[SciPy-dev] Numerical Recipes (was tagging 0.7rc1 this weekend?)

Sat Dec 20 00:12:57 EST 2008

On Fri, Dec 19, 2008 at 8:49 PM, Bill Baxter <wbaxter at gmail.com> wrote:
> On Sat, Dec 20, 2008 at 10:18 AM, Alan G Isaac <aisaac at american.edu> wrote:
>> Quoting from http://www.iusmentis.com/copyright/software/protection/
>>
>>         An implementation of a standard algorithm may
>>         require very little creativity and if so, is likely
>>         not protected by copyright. The function of a work
>>         can only be protected by a patent.
>>
>>         Even when providing a largely functional
>>         implementation, creativity can still be found in
>>         things like function and variable names, code
>>         optimizations and even the comments accompanying the
>>         code. Copying such an implementation wholesale then
>>         still infringes on copyright.
>>
>
> The problem, though, is that terms like "requires little creativity"
> are subjective.  You may think the code required no creativity, but
> the publisher of NR may disagree.  And then it takes a court to decide
> who is right.   And at that point even if SciPy is vindicated, the
> SciPy community still loses because of all the lost time an money that
> has to go into such a fight.  It's easier to just make sure you steer
> well clear of any potential infringement from the beginning.
>
> IANAL, but I think that especially once the issue is raised in a
> public forum like this -- now you've got a record that the developers
> were aware of a potential problem.  If nothing is done about it, it
> might be regarded as "willful infringement".  But if an honest attempt
> is made to replace the code, then you've at least got a public record
> that you were attempting to do your "due dilligence" to eliminate
> infringements.
>
> So, silly as it may seem, I think that Jarrod's plan of action here is
> correct.   The NR guys may be wrong about copyright law, but being
> right is not a prerequisite for filing a lawsuit.  Merely thinking you
> are is generally enough.  And sometimes not even that...
>
> --bb
> _______________________________________________
> Scipy-dev mailing list
> Scipy-dev at scipy.org
> http://projects.scipy.org/mailman/listinfo/scipy-dev
>

In these cases, I don't see any copyrightable creativity. I replaced
the use of betai with the t-distribution on recommendation of Bruce
Southey. The formula for `ttest_ind` is exactly the same as wikipedia
and I guess in any number of textbooks,
http://en.wikipedia.org/wiki/T-test#Independent_two-sample_t-test
section: Unequal sample sizes, equal variance

Variable names are not very creative and the shape and axis handling
is standard numpy style. The handling of the zero div problem seems to
be added later and is not in the current version of Gary Strangmans
code

So I don't see what can be changed here, except for cosmetic changes.

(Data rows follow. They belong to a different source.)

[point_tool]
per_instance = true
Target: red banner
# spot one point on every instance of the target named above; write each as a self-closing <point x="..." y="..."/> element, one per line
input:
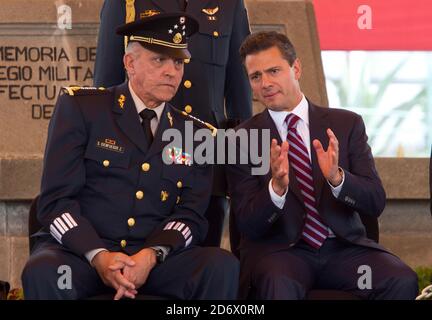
<point x="374" y="24"/>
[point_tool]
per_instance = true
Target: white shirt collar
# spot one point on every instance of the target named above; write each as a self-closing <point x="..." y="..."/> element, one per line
<point x="140" y="106"/>
<point x="301" y="110"/>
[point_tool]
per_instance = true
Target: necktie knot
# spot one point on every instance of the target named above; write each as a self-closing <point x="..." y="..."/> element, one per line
<point x="291" y="121"/>
<point x="147" y="114"/>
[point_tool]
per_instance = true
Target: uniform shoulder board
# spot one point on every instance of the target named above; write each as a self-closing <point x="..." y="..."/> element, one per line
<point x="198" y="122"/>
<point x="82" y="91"/>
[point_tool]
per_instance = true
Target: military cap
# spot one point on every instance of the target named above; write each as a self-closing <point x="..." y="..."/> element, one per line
<point x="163" y="33"/>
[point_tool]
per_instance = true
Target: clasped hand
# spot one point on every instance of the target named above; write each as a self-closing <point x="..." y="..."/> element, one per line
<point x="124" y="273"/>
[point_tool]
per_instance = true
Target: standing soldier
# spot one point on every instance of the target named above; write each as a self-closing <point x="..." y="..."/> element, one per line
<point x="213" y="77"/>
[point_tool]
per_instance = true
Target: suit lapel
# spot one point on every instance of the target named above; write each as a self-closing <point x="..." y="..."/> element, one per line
<point x="127" y="117"/>
<point x="318" y="124"/>
<point x="274" y="134"/>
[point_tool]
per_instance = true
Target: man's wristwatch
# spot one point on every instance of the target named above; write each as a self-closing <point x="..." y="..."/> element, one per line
<point x="160" y="255"/>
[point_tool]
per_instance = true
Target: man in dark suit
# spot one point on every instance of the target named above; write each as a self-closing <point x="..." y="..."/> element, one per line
<point x="117" y="217"/>
<point x="300" y="222"/>
<point x="214" y="87"/>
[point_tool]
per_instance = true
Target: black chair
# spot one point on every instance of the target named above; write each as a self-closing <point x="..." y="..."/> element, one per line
<point x="372" y="232"/>
<point x="34" y="226"/>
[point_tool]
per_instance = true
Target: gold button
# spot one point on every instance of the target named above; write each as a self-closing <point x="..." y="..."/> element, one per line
<point x="187" y="84"/>
<point x="131" y="222"/>
<point x="188" y="108"/>
<point x="145" y="167"/>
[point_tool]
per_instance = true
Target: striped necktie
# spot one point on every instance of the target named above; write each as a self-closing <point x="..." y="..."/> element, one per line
<point x="315" y="230"/>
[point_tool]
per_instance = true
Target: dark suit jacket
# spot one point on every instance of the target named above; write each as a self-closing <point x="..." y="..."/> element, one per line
<point x="97" y="159"/>
<point x="215" y="69"/>
<point x="265" y="228"/>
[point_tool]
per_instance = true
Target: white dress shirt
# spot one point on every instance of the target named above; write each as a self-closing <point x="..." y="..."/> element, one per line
<point x="302" y="127"/>
<point x="140" y="106"/>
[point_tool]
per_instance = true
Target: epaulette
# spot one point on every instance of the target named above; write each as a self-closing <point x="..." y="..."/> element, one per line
<point x="81" y="91"/>
<point x="198" y="122"/>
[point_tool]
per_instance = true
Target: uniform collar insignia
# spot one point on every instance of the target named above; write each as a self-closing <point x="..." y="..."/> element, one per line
<point x="170" y="118"/>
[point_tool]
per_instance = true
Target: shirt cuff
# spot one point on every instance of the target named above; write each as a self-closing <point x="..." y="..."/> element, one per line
<point x="279" y="201"/>
<point x="336" y="190"/>
<point x="92" y="253"/>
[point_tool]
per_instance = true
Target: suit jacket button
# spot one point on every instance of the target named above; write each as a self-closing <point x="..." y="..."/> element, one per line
<point x="187" y="84"/>
<point x="145" y="167"/>
<point x="131" y="222"/>
<point x="188" y="108"/>
<point x="139" y="195"/>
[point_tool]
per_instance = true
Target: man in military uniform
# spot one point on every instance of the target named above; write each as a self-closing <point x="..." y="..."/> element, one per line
<point x="213" y="76"/>
<point x="115" y="216"/>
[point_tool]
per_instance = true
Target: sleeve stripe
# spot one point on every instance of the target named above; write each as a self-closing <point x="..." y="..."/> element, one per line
<point x="72" y="220"/>
<point x="169" y="225"/>
<point x="187" y="234"/>
<point x="186" y="230"/>
<point x="68" y="222"/>
<point x="188" y="242"/>
<point x="55" y="233"/>
<point x="182" y="228"/>
<point x="61" y="225"/>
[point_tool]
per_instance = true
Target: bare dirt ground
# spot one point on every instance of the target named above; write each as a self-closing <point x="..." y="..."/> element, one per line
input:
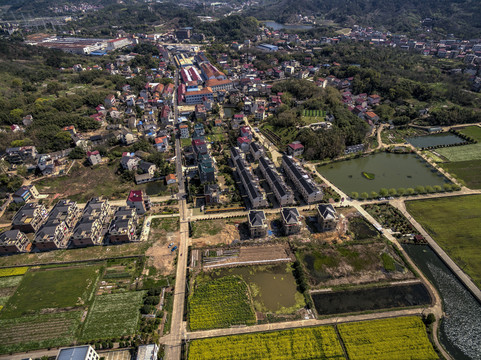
<point x="160" y="255"/>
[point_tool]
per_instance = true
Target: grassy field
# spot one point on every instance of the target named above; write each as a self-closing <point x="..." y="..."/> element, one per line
<point x="461" y="153"/>
<point x="387" y="339"/>
<point x="38" y="331"/>
<point x="207" y="227"/>
<point x="220" y="303"/>
<point x="453" y="223"/>
<point x="52" y="288"/>
<point x="472" y="131"/>
<point x="468" y="171"/>
<point x="73" y="255"/>
<point x="299" y="344"/>
<point x="113" y="315"/>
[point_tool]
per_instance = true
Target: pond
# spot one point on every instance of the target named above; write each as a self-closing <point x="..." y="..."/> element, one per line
<point x="277" y="26"/>
<point x="435" y="140"/>
<point x="460" y="331"/>
<point x="273" y="288"/>
<point x="386" y="170"/>
<point x="377" y="298"/>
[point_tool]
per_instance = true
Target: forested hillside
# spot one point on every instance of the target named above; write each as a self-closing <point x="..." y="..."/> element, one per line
<point x="460" y="17"/>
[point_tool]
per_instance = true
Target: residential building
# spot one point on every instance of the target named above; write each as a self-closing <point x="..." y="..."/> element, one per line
<point x="19" y="155"/>
<point x="291" y="223"/>
<point x="147" y="352"/>
<point x="327" y="217"/>
<point x="206" y="169"/>
<point x="211" y="193"/>
<point x="283" y="194"/>
<point x="84" y="352"/>
<point x="30" y="218"/>
<point x="184" y="131"/>
<point x="161" y="143"/>
<point x="257" y="223"/>
<point x="94" y="157"/>
<point x="243" y="143"/>
<point x="129" y="162"/>
<point x="123" y="226"/>
<point x="256" y="150"/>
<point x="139" y="200"/>
<point x="220" y="85"/>
<point x="14" y="241"/>
<point x="303" y="183"/>
<point x="295" y="148"/>
<point x="197" y="97"/>
<point x="89" y="230"/>
<point x="250" y="183"/>
<point x="25" y="193"/>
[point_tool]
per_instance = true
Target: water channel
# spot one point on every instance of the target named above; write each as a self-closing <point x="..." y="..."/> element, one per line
<point x="460" y="331"/>
<point x="435" y="140"/>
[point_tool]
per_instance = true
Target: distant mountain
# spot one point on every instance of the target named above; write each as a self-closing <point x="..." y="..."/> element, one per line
<point x="460" y="17"/>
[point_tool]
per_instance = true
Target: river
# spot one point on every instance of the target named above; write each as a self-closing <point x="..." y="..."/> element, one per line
<point x="460" y="330"/>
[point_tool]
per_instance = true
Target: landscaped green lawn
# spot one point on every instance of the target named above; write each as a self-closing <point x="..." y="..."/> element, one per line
<point x="468" y="171"/>
<point x="454" y="223"/>
<point x="50" y="289"/>
<point x="113" y="315"/>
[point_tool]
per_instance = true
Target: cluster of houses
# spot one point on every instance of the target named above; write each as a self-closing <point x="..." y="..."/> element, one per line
<point x="66" y="225"/>
<point x="291" y="224"/>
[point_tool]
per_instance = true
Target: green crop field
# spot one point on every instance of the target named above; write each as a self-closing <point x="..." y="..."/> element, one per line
<point x="453" y="222"/>
<point x="388" y="339"/>
<point x="468" y="171"/>
<point x="461" y="153"/>
<point x="472" y="131"/>
<point x="298" y="344"/>
<point x="220" y="303"/>
<point x="38" y="331"/>
<point x="52" y="288"/>
<point x="113" y="315"/>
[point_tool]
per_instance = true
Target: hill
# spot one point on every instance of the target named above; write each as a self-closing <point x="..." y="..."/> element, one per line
<point x="459" y="17"/>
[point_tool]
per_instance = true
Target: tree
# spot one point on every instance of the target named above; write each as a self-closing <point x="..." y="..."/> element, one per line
<point x="77" y="153"/>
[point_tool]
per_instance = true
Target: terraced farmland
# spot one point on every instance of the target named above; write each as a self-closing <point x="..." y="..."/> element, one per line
<point x="220" y="303"/>
<point x="387" y="339"/>
<point x="113" y="315"/>
<point x="298" y="344"/>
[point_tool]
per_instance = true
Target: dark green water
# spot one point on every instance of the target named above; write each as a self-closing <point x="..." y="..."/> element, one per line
<point x="435" y="140"/>
<point x="460" y="331"/>
<point x="272" y="287"/>
<point x="390" y="171"/>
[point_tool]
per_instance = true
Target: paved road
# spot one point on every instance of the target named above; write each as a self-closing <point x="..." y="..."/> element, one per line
<point x="173" y="347"/>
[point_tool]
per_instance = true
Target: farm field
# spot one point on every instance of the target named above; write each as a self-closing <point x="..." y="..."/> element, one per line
<point x="387" y="339"/>
<point x="113" y="315"/>
<point x="273" y="288"/>
<point x="38" y="331"/>
<point x="52" y="288"/>
<point x="352" y="264"/>
<point x="220" y="303"/>
<point x="299" y="344"/>
<point x="461" y="242"/>
<point x="468" y="171"/>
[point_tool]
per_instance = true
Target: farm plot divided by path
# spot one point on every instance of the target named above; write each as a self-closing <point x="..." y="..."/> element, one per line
<point x="299" y="344"/>
<point x="113" y="315"/>
<point x="387" y="339"/>
<point x="220" y="303"/>
<point x="38" y="331"/>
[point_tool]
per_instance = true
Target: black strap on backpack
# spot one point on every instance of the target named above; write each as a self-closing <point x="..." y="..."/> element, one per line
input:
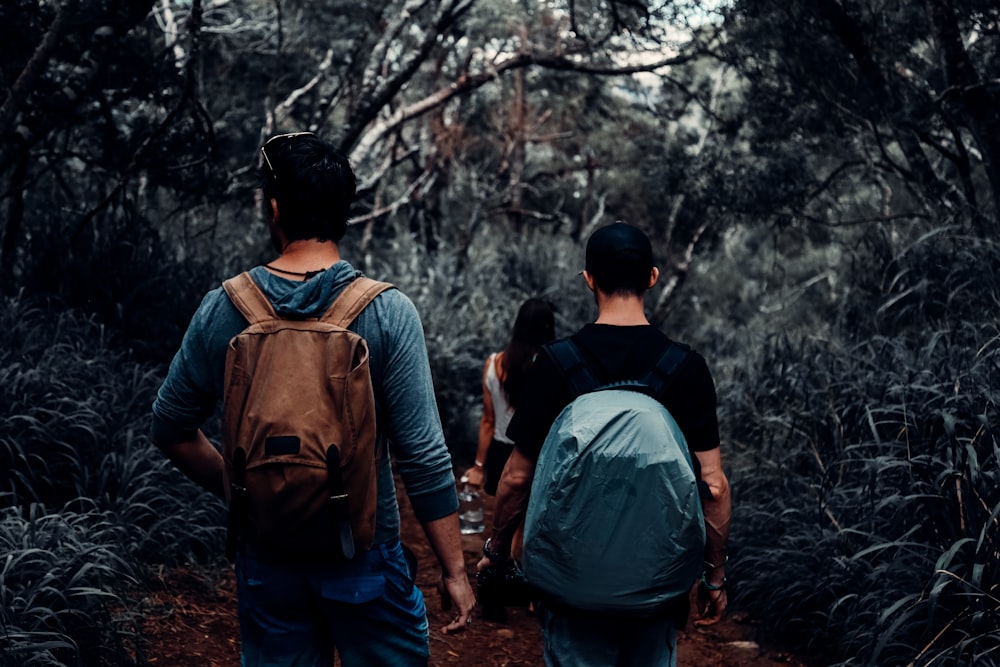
<point x="339" y="506"/>
<point x="581" y="379"/>
<point x="237" y="502"/>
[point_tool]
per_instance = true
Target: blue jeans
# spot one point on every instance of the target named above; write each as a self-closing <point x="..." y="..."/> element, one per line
<point x="572" y="640"/>
<point x="367" y="610"/>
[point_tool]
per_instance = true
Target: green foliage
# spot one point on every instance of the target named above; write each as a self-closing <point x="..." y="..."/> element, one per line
<point x="56" y="583"/>
<point x="867" y="482"/>
<point x="86" y="501"/>
<point x="469" y="314"/>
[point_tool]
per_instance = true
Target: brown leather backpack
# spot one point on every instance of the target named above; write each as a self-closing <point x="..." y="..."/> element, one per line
<point x="299" y="439"/>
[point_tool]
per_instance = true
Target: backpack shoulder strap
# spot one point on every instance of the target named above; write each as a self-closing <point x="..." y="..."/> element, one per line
<point x="353" y="299"/>
<point x="249" y="299"/>
<point x="566" y="356"/>
<point x="662" y="374"/>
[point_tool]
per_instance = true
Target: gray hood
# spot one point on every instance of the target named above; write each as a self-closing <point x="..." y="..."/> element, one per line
<point x="295" y="299"/>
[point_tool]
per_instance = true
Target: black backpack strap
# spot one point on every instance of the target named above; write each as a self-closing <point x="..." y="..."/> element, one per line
<point x="566" y="356"/>
<point x="662" y="374"/>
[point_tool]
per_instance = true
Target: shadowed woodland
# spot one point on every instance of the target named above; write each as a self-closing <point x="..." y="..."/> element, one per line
<point x="821" y="180"/>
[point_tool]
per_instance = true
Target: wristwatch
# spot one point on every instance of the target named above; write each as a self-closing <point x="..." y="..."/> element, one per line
<point x="494" y="556"/>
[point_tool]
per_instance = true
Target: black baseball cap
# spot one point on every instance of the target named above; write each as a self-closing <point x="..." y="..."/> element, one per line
<point x="619" y="248"/>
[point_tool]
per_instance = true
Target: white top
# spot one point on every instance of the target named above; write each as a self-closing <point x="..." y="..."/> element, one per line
<point x="502" y="410"/>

def ttest_ind(a, b, axis=0):
    a, b, axis = _chk2_asarray(a, b, axis)
    x1 = mean(a,axis)
    x2 = mean(b,axis)
    v1 = var(a,axis)
    v2 = var(b,axis)
    n1 = a.shape[axis]
    n2 = b.shape[axis]
    df = n1+n2-2
    svar = ((n1-1)*v1+(n2-1)*v2) / float(df)
    zerodivproblem = svar == 0
    t = (x1-x2)/np.sqrt(svar*(1.0/n1 + 1.0/n2))  # N-D COMPUTATION HERE!!!!!!
    t = np.where(zerodivproblem, 1.0, t)           # replace NaN
t-values with 1.0
    #probs = betai(0.5*df,0.5,float(df)/(df+t*t))
    probs = distributions.t.sf(np.abs(t),df)*2

    if not np.isscalar(t):
        probs = probs.reshape(t.shape)
    if not np.isscalar(probs) and len(probs) == 1:
        probs = probs[0]
    return t, probs

The second test, looks a little bit more complicated in the current
version, for example it defines several variables that are never used.
I am currently rewriting the main formula to follow exactly the
wikipedia formula, which is much easier to read.
For a Monte Carlo with 10000 replication and sample size 500, I get at
maximum difference of the new version to the old version of
3.9968028886505635e-015  which should be close enough. Rejection rates
for alpha = 1%, 5% and 10% are pretty close, so the test is correctly
sized.

This is the new code:

def ttest_rel(a,b,axis=None):
    a, b, axis = _chk2_asarray(a, b, axis)
    if len(a)!=len(b):
        raise ValueError, 'unequal length arrays'
    n = a.shape[axis]
    df = float(n-1)
    d = (a-b).astype('d')

    #denom is just sqrt(var(d)/df), Note: denominator for denom is 1/n * 1/(n-1)
    denom = np.sqrt(np.var(d,axis,ddof=1)/float(n))
    zerodivproblem = denom == 0
    t = np.mean(d, axis) / denom
    t = np.where(zerodivproblem, 1.0, t)    # replace NaN t-values with 1.0
    probs = distributions.t.sf(np.abs(t),df)*2
    if not np.isscalar(t):
        probs = np.reshape(probs, t.shape)
    if not np.isscalar(probs) and len(probs) == 1:
        probs = probs[0]
    return t, probs

As an aside, is there any difference between np.sum() and
np.add.reduce(), or are they equivalent or exactly the same?

Josef